Saturday, October 13, 2012

Bad News For Freud


It sounds like a chapter out of a textbook on positive psychology. As advice goes, it feels simple-minded. Yet, if you follow it you will reduce your stress and better deal with challenging situations.

The advice: read more good news and less bad news. Neutral news counts as good news.

Reading bad news is bad for you. The more you become conscious of what has and can go wrong the more you will see signs of pending danger. The more you see pending danger the more you will gear up your mind to avoid it. Gearing up your mind to avoid danger takes you out of the real world and into a fantasy world.

This has recently been demonstrated by a study undertaken at the Center for the Study of Human Stress in Montreal. It was reported by the Los Angeles Times.

In addition, the study found that women react more negatively to bad news than men do. Women also tend to remember bad news longer than men do.
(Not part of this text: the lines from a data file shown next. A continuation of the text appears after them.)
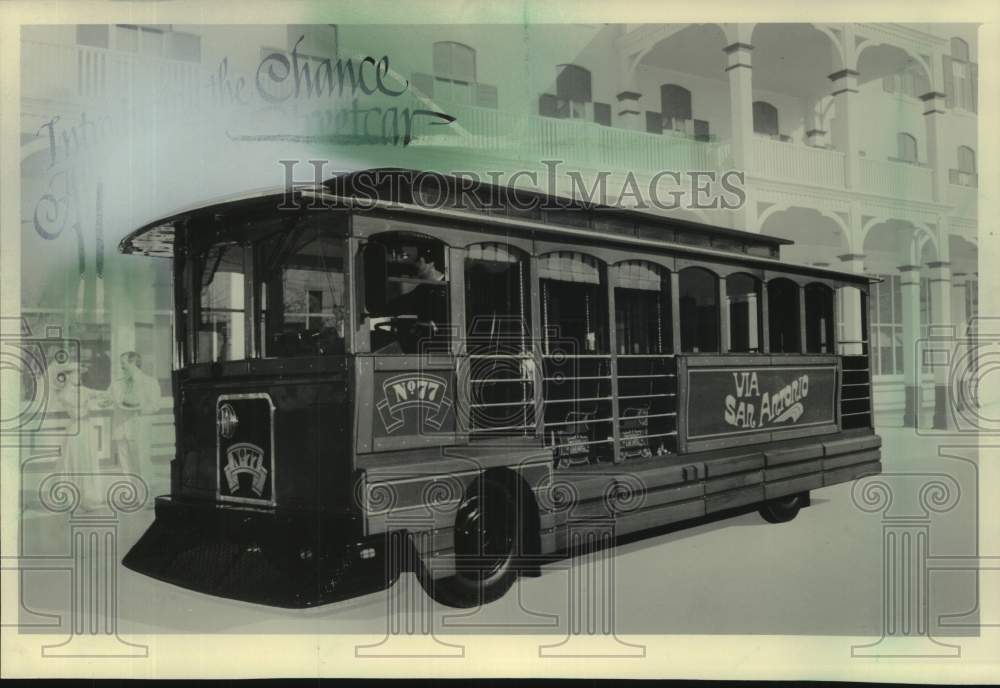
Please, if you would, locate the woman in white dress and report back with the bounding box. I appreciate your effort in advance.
[50,365,113,511]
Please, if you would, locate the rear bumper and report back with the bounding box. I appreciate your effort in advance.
[122,497,408,608]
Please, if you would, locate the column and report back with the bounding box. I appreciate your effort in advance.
[918,260,957,430]
[39,473,149,658]
[722,35,756,232]
[538,473,646,658]
[920,91,948,203]
[722,37,753,175]
[802,96,827,148]
[897,265,921,428]
[949,271,969,411]
[828,69,860,189]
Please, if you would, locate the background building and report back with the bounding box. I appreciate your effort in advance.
[21,24,978,484]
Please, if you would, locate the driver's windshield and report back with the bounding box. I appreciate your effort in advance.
[186,213,347,363]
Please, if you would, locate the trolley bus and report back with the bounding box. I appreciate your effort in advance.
[120,170,881,607]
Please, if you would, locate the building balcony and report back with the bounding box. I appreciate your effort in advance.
[414,103,731,174]
[750,136,844,188]
[21,41,201,105]
[858,158,934,201]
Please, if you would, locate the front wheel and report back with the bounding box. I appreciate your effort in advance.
[424,478,523,608]
[759,493,807,523]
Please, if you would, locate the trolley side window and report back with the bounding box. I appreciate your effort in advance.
[726,272,762,353]
[767,277,802,354]
[464,243,535,435]
[837,286,868,356]
[805,282,834,354]
[365,232,451,354]
[465,243,531,352]
[538,251,615,468]
[615,260,673,354]
[257,215,347,357]
[195,244,248,363]
[679,267,719,353]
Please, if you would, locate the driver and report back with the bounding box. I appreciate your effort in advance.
[391,248,448,351]
[407,249,448,335]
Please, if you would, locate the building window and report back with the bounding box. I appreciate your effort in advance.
[115,24,165,57]
[679,268,719,353]
[896,132,917,165]
[882,60,931,98]
[871,275,903,375]
[555,65,592,119]
[948,146,979,186]
[767,277,802,354]
[660,84,692,132]
[943,38,978,112]
[76,24,108,48]
[434,41,476,105]
[753,100,780,137]
[726,272,761,352]
[167,31,201,62]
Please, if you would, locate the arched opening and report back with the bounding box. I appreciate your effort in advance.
[943,36,979,112]
[635,24,731,141]
[760,206,852,267]
[767,277,802,354]
[749,23,846,146]
[958,146,976,174]
[679,267,719,353]
[949,146,979,187]
[660,84,692,131]
[464,242,535,435]
[896,132,919,165]
[434,41,476,104]
[753,100,780,137]
[726,272,762,353]
[554,64,593,119]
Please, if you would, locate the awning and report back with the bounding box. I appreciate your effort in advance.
[468,242,518,263]
[615,260,664,291]
[538,251,601,284]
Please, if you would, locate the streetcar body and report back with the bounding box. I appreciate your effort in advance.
[121,170,881,607]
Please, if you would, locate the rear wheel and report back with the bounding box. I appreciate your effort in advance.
[424,478,523,607]
[759,493,807,523]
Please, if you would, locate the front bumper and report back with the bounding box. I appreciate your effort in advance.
[122,497,408,608]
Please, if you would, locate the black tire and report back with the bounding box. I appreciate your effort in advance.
[759,493,807,523]
[421,478,523,608]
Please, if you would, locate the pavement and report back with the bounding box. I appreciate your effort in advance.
[13,429,979,637]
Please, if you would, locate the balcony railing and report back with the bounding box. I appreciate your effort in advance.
[414,104,729,173]
[859,158,933,200]
[752,136,844,187]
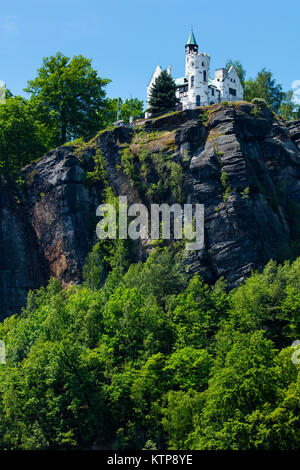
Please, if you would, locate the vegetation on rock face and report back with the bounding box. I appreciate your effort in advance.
[0,249,300,449]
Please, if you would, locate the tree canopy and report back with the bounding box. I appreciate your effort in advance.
[0,247,300,450]
[25,52,110,146]
[148,70,179,115]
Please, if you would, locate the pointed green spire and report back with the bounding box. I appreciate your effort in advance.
[186,31,198,46]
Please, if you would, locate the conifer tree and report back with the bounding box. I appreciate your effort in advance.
[148,70,180,115]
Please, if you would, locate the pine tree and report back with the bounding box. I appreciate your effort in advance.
[148,70,180,115]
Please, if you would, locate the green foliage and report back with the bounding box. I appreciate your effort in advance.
[221,171,231,202]
[225,59,246,86]
[0,255,300,450]
[25,52,110,147]
[244,69,285,112]
[0,96,45,176]
[148,70,179,116]
[106,98,144,125]
[251,98,268,108]
[278,90,300,121]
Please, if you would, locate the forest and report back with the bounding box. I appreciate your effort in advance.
[0,247,300,450]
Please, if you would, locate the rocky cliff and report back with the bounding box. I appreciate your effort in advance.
[0,103,300,316]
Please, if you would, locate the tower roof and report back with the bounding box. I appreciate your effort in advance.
[186,31,198,46]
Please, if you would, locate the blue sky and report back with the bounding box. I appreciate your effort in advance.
[0,0,300,106]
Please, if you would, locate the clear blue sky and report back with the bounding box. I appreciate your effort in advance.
[0,0,300,106]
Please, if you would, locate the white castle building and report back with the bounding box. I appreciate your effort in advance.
[147,32,244,113]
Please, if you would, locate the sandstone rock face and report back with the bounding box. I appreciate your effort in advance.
[0,180,48,320]
[0,103,300,315]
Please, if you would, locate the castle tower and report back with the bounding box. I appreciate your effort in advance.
[185,31,210,108]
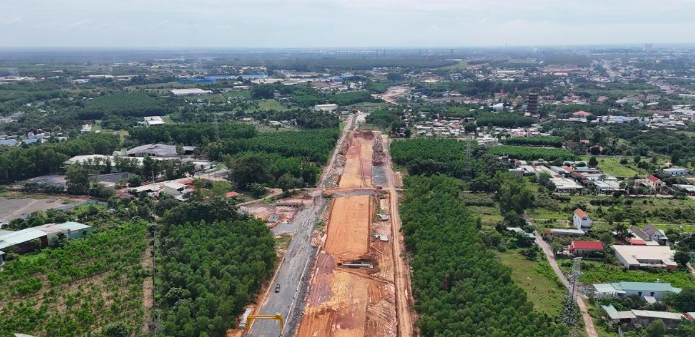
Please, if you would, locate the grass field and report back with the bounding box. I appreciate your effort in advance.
[258,99,285,111]
[439,61,468,70]
[186,94,227,103]
[581,156,647,178]
[498,250,565,317]
[468,206,504,226]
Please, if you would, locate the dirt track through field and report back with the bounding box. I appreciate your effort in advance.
[338,133,374,188]
[296,132,398,337]
[324,195,371,262]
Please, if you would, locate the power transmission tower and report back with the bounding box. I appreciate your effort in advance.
[213,115,220,142]
[466,135,473,179]
[562,257,582,337]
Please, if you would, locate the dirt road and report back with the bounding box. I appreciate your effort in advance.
[383,136,415,337]
[534,232,598,337]
[297,132,398,337]
[248,115,355,337]
[381,86,410,104]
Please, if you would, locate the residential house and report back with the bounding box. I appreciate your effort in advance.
[314,104,338,112]
[593,282,682,300]
[545,228,586,236]
[572,208,594,230]
[645,174,664,191]
[630,225,668,246]
[602,305,687,329]
[612,245,678,270]
[673,184,695,195]
[663,167,688,177]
One cannot even pretend to be surprised by these results. Since women are more physically more vulnerable than men they naturally have a vested interest in being more attuned to  pending threats.

Most interesting for me is that these findings stand in such direct contradiction to Freud’s theories. They demonstrate that Freud’s theories have nothing to do with human psychology.
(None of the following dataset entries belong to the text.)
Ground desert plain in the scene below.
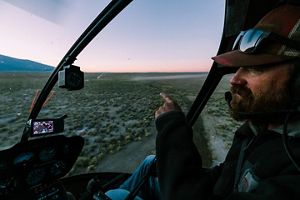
[0,73,240,175]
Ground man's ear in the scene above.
[289,60,300,108]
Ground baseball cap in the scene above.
[212,4,300,67]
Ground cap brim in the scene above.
[212,50,291,67]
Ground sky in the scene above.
[0,0,225,72]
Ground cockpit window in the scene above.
[0,0,225,175]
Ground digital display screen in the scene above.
[32,120,54,135]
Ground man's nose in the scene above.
[230,68,247,85]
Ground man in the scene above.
[105,5,300,200]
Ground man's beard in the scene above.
[230,86,290,123]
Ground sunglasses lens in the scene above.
[239,29,264,53]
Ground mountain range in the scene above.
[0,54,54,72]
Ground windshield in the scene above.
[0,0,225,174]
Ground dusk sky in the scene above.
[0,0,225,72]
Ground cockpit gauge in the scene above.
[13,152,34,165]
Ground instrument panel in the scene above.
[0,135,84,199]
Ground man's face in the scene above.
[230,64,291,122]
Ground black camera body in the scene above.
[58,65,84,90]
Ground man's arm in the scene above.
[156,94,220,200]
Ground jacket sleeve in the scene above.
[156,111,221,200]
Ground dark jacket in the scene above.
[156,112,300,200]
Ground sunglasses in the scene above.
[232,28,300,54]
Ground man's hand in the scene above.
[155,92,181,119]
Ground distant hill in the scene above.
[0,54,54,72]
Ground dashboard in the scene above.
[0,135,84,199]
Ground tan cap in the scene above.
[212,5,300,67]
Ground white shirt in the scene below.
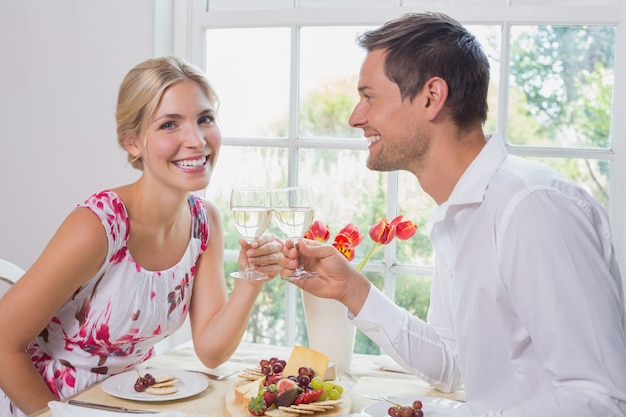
[353,135,626,417]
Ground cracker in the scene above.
[315,400,343,405]
[146,385,178,395]
[151,378,180,388]
[154,375,176,384]
[291,403,335,411]
[278,405,315,414]
[239,368,265,381]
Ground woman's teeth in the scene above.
[174,156,207,168]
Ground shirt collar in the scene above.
[432,133,507,221]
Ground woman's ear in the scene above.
[424,77,448,121]
[122,135,141,158]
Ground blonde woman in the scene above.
[0,57,282,416]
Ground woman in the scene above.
[0,57,281,416]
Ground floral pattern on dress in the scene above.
[0,190,209,417]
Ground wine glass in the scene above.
[230,188,272,280]
[272,186,319,281]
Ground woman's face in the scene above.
[137,80,222,191]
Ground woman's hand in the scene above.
[239,233,283,279]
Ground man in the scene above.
[283,13,626,417]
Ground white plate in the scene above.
[102,368,209,401]
[361,397,472,417]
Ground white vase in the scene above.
[302,291,356,372]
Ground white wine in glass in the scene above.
[272,186,319,281]
[230,188,272,280]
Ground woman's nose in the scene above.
[187,129,207,148]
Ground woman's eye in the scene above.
[198,116,215,124]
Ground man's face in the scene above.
[349,49,428,173]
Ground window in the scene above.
[175,0,626,353]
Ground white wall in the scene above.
[0,0,157,269]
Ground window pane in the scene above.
[298,149,387,259]
[298,27,365,138]
[206,146,287,251]
[206,28,291,138]
[508,26,615,148]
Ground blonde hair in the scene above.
[115,57,219,170]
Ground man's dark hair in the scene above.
[357,13,489,129]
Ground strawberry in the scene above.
[294,388,324,404]
[263,389,277,407]
[248,396,267,416]
[265,373,283,386]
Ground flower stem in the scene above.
[356,243,383,271]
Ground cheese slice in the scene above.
[283,345,330,378]
[235,377,265,405]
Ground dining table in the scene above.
[29,342,465,417]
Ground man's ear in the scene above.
[423,77,448,121]
[122,135,141,158]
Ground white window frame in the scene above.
[165,0,626,343]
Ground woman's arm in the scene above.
[189,202,282,368]
[0,208,107,414]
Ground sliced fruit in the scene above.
[276,378,298,395]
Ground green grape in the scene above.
[310,376,324,389]
[324,381,335,392]
[318,391,328,401]
[328,388,341,400]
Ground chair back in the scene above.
[0,259,25,297]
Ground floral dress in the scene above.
[0,191,209,417]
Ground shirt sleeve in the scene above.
[486,190,626,417]
[349,285,461,392]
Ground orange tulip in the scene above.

When Freud first studied of young female hysterics he posited that they had become neurotic because they had a special propensity for forgetting traumas.

He continued to theorize that the forgotten events remained present in their unconscious minds and expressed themselves through symptoms.

Thus, Freud believed that he could solve these women’s problems by inducing them to recollect their repressed traumas and to integrate them into a coherent life narrative.

In later versions of his theory Freud suggested that it was more important to resurrect repressed fantasies and desires.

None of these were good news. They were all bad news.

For Freud fantasies were more truthful when they were more negative. The Oedipus complex involves incest and patricide: it doesn’t get much more negative.

Freud discovered the Oedipus complex in a play where the main character receives the worst of bad news.

So, Freud thought that people become neurotic when they forget bad news.

The truth: they become dysfunctional when they cannot forget bad news.

Freud thought that women were more apt to forget traumas.

The truth: women are more apt to remember traumas.

The verdict: Freudian psychoanalysis is more likely to produce mental defects than to cure it.

But, you knew that already, didn’t you?

4 comments:

Anonymous said...

I know you say that women remember trauma more, but not in this household.
I live with, what seems to be, a very depressed (maybe even clinically depressed) man.
He reads all of the bad news blogs.
He insists the world is ending around us. Once a week he is so depressed about it he gets drunk over it (or maybe this is just a reason to get drunk?)
Just an "n" of one, but in this household, we need to hack some computers and over-ride with "The Disney Channel!"

Kath said...

Having been raised by an extremely narcissist mother I see both sides.
Mom lives in a bubble refusing to see the dangers in life. Woe to the child that reminds her of reality.
It is true that one must see the positive in life or depression will set in. I just think that there are also problems resulting from people refusing to recognize the bad.

Anonymous said...

It seems like this is mixing things up, but there's an issue of balance of inner and outer "reality" that needs attention. I prefer Jung to Freud, but both are attempts for creative understanding of the unconscious that keeps us asleep in ways to protect us until a calling awakes us.

I've read "trauma" isn't from what happens to us, but how we respond to it, so if facts of an event are "unacceptable" and we feel powerless, we unconciously split our awareness between an innocent persona that stays stuck in development, and a defender persona that tries to protect us from future trauma, even when we are no longer powerless, and are not in danger. So that's why after natural disasters counselors try to encoruage children to talk about their experiences and process it consciously into a specific context that is separate from other events, so its not "forgetting" that is important but "containing".

But processing facts that are in the immediate past is easier than processing fears of an unknown future, and on-going feelings of a lack of control over dangers. Like falling deeper and deeper into credit card debt to make ends meet is an ongoing stress that CAN be forgotten (because of the crutch of credit), but forgetting may be the best defense mechanism for many people, so I accept a "coach" or a financial advisor helps people acknowledge uncomfortable facts, and evaluate more rational choices forward.

AND yet, in that discussion, as the irrational defense mechanisms arise, they may need deeper attention as well.